When I was four or five and backstage at the Roxy with my dad and Cheech and some other people, I took a joint one of the hippie roadies was passing around and put it to my lips, pretending to smoke. Everyone laughed and it felt good making people laugh. Did I make this up? It never happened again, but I do remember it. My mom is going to read this and say, “Precious, I would never have let that happen” but I swear it did. The smell of pot always reminds me of my father.
One night, after I graduated from college and was working at a fancy sushi restaurant in the Hollywood Hills, I waited on Timothy Leary, an old friend of my dad’s that I’d known since I was a kid. When I told him that I’d gotten a college degree, he said, “You’re my hero!” quite theatrically. I guess his own children didn’t go to school but the irony of the fact that he told me this while I served him miso soup was not lost on me.
The first time I got stoned was with my older sister at a party she took me to. I was 16 years old and I sat between her and a Rastafarian dude and fell asleep on the way home. I got stoned with my dad when I was 17 at a party in the Malibu colony. We were standing together on a deck and he looked so proud when I took the joint from him that it really annoyed me. “Don’t get any funny ideas,” I thought. “I’m still the rebel in our family. I’m still the straight daughter.” Smoking pot was something my dad did. I wanted to drink Diet Coke and smoke cigarettes. Ah, the 80’s.
I feel like I’ve spent a lifetime defending my dad. And I’ll tell you what I always say: he’s an incredibly spiritual and well-balanced guy. My parents are still together. They didn’t really go to many parties when I was growing up. I never witnessed people doing cocaine, heroin or drugs of that ilk. The Thumbelina acid trip wasn’t the norm. Back in the 60’s and early 70’s, doing drugs, to them, was an act of revolution. But my father has always worked out and eaten healthy. The whole pot-smoking icon is, really, just a persona. Yes, he’s smoked pot my whole life. But the dopey pothead character is something he created.
In February of 2003, the DEA raided my parents’ house as part of Ashcroft’s Operation Pipe Dreams. My entrepreneurial brother, Paris, had a waterpipe business and one of his sales staff unknowingly sold and shipped a bong to a fictitious head shop (set up by the DEA) in Beaver Falls, Pennsylvania. I know it sounds like the B plot to a Cheech and Chong movie, but it really happened. Even though stores sell bongs, there’s a federal law that makes selling drug paraphernalia illegal and each state has their own individual laws.
My mother and father were investors in my brother’s business and the morning of the raid, the DEA told my father that if he pled guilty, my brother and my mother would not be charged.
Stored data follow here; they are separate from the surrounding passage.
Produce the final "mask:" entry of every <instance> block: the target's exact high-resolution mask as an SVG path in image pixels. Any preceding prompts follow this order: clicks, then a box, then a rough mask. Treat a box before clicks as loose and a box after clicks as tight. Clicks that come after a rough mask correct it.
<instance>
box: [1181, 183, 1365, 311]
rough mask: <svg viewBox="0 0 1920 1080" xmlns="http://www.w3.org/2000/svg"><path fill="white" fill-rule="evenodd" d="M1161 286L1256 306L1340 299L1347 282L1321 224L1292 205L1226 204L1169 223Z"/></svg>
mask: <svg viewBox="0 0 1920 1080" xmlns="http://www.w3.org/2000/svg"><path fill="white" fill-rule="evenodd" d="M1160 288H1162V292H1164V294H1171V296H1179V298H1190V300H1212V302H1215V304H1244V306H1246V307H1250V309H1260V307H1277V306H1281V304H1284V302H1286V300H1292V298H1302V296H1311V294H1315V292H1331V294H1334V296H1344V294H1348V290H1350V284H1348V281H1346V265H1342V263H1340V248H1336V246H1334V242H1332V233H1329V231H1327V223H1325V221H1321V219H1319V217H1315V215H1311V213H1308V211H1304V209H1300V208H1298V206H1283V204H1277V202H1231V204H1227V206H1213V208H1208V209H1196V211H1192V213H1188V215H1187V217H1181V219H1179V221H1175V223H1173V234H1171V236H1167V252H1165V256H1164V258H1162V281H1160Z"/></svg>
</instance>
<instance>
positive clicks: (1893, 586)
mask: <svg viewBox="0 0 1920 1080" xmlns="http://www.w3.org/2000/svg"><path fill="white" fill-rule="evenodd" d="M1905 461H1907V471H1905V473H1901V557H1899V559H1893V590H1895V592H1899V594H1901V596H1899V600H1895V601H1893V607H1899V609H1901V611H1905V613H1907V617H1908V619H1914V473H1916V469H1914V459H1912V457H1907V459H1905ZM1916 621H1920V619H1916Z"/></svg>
We thought he would get house arrest but they sentenced him to nine months in prison and the opposing lawyer stated that my dad had made his fortune "glamorizing the illegal use and distribution of marijuana and trivializing law-enforcement efforts to combat drug use.” We were blindsided by the verdict.
My attitude about being the daughter of a drug icon changed when my dad went to prison. I realized that you should not mess with the federal government and that “following the rules” and “being good” gets you nowhere. He had not been treated fairly. The US government spent millions of dollars on Operation Pipe Dreams, which coincidentally, happened alongside Operation Iraqi Freedom. Disillusioned is too mild a word to describe how I felt. I was incensed.